Dov’è finito il Brunello di una volta? Il concerto la sera del 5 dicembre, che chiudeva il ciclo delle Suites di Bach per violoncello all’Accademia Santa Cecilia di Roma, doveva «proiettare una luce diversa sulle Suites e sulle Sonate (di Vivaldi n.d.r.) evidenziandone aspetti particolari, tipici delle opere strumentali barocche: proprio come accade ai quadri o alle architetture, che ci svelano segreti sorprendenti grazie a una diversa illuminazione». Così scriveva lo stesso Mario Brunello nel programma.
In effetti non è stato il solito Bach. Ma nel cambio delle luci sull’architettura, forse è stato illuminato proprio un altro edificio.

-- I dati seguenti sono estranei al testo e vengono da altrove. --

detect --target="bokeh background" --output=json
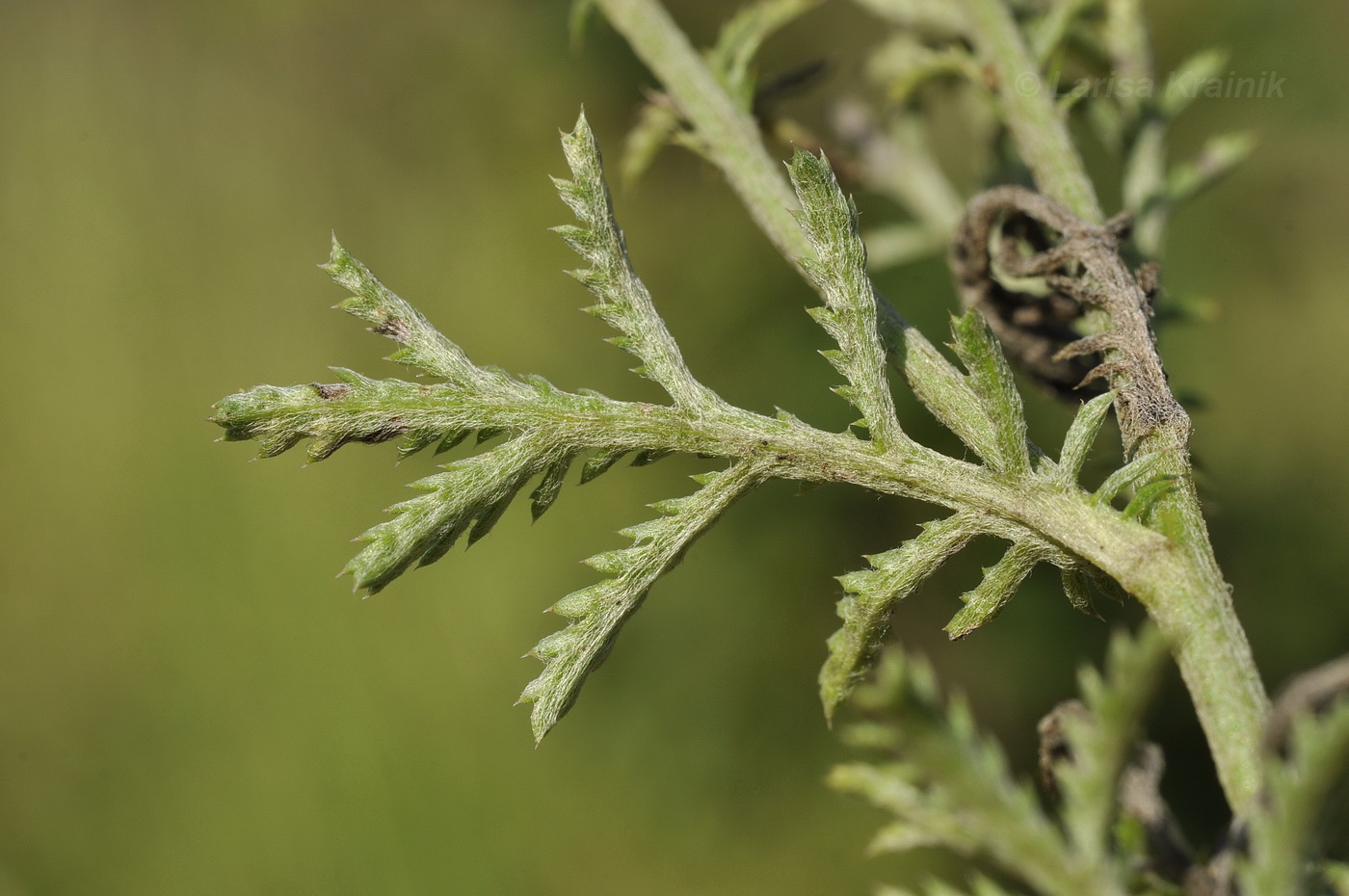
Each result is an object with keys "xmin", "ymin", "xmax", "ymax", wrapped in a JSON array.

Nella sua celebre registrazione delle Suites del 1993 Brunello proponeva una lettura personale, gradevole, fraseggiata e senza rotture con altre grandi interpretazioni del testo.
Nel recente concerto, ha proposto invece una lettura idiosincratica, che più che far parlare Bach faceva parlare Brunello. È legittimo, come scrive sempre il musicista nel programma, rivendicare «la figura dell’interprete come creatore di una forma. […] l’esecutore deve avere la libertà di muoversi laddove la sua sensibilità, la sua cultura e il suo bagaglio di esperienze lo portano». Legittimo, ma di facile fraintendimento. Nel momento in cui l’interprete cessa di servire l’opera e il suo compositore, nasce la tentazione di sostituirsi ad essa come centro dell’attenzione. E allora è molto più difficile perdonare i suoni inutilmente ruvidi, o l’approssimazione a volte imbarazzante nell’intonazione (sarà che nel barocco avevano orecchi meno precisi?), particolarmente fastidiosi nella quarta Suite.
Non sono nostalgico del ’93 e non ritengo che la novità sia una bestemmia in musica, ritengo invece che la vera novità è come lo sviluppo di un fiore (l’immagine è di Hegel). All’inizio, nel seme, o in un testo, non si vedono tutte le possibilità nascoste. Il fiore è una vera novità, una sorpresa, ma in continuità con la pianta.
L’interpretazione non può essere semplicemente l’assemblaggio di oggetti presi arbitrariamente da un mucchio di materia prima, il testo. Piuttosto, un’interpretazione matura mira sempre a restituire il testo nella sua interezza, come sviluppo organico, che include sempre anche la sua storia.
Non posso che sperare che la ricerca di ora porti Mario Brunello, davvero uno dei musicisti più interessanti e dotati sulla scena italiana, a una lettura di Bach più profonda, perché più umile.